Compte pénibilité : le dispositif est maintenu

En matière de cacophonie, rien n’aura, décidément, été épargné au dispositif d’évaluation et de prévention de la pénibilité. Au début du mois, de nombreux médias ont en effet affirmé que le Sénat avait “supprimé le compte pénibilité”… Une information erronée qui est venue semer le trouble sur un sujet pourtant déjà suffisamment complexe pour les employeurs et les salariés.
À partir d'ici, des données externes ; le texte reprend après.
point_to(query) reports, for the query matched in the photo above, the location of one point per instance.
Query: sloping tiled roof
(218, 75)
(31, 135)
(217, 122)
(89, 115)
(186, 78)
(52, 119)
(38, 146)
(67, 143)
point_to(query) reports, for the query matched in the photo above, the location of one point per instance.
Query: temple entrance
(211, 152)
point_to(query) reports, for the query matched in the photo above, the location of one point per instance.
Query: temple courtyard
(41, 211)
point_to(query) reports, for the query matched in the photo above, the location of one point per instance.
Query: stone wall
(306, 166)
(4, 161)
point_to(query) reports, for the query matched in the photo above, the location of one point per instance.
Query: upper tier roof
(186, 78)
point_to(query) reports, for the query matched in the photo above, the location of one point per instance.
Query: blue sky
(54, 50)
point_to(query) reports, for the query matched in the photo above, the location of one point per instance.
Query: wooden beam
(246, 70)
Le vote sans incidence des sénateurs

Qu’en est-il exactement ? Le Sénat a effectivement voté, mardi 4 novembre, lors des débats sur le projet de loi de Simplification de la vie des entreprises, un amendement visant à remettre en cause le Compte personnel de prévention de la pénibilité (CPPP). Toutefois, ce vote n’a, à ce jour, aucun effet car le CPPP a été créé par une autre loi : la loi 2014-40 publiée au Journal Officiel du 21 janvier 2014 qui, elle, reste inchangée. Et il en est de même des six décrets publiés au Journal officiel du 10 octobre 2014 pour préciser la mise en œuvre du dispositif.
À ce stade de la procédure, ni le compte pénibilité, ni les obligations qui en résultent pour les entreprises ne sont donc supprimés. De surcroît, à plus long terme, on peut raisonnablement douter de la viabilité de cet amendement. Pour devenir effectif, il faudrait en effet qu’il soit également adopté par l’Assemblée nationale qui a le dernier mot en cas de désaccord avec le Sénat… Une perspective peu probable, le dispositif d’évaluation et de prévention de la pénibilité ayant été créé sur l’impulsion de la précédente majorité avant d’être reprise et défendue par l’actuel gouvernement.
Pour les employeurs, il est donc crucial de ne pas se laisser perturber par le “coup politique” des sénateurs : non seulement le CPPP sera bien lancé dès 2015, mais les obligations légales qui en découlent ne sont absolument pas abrogées ni même allégées.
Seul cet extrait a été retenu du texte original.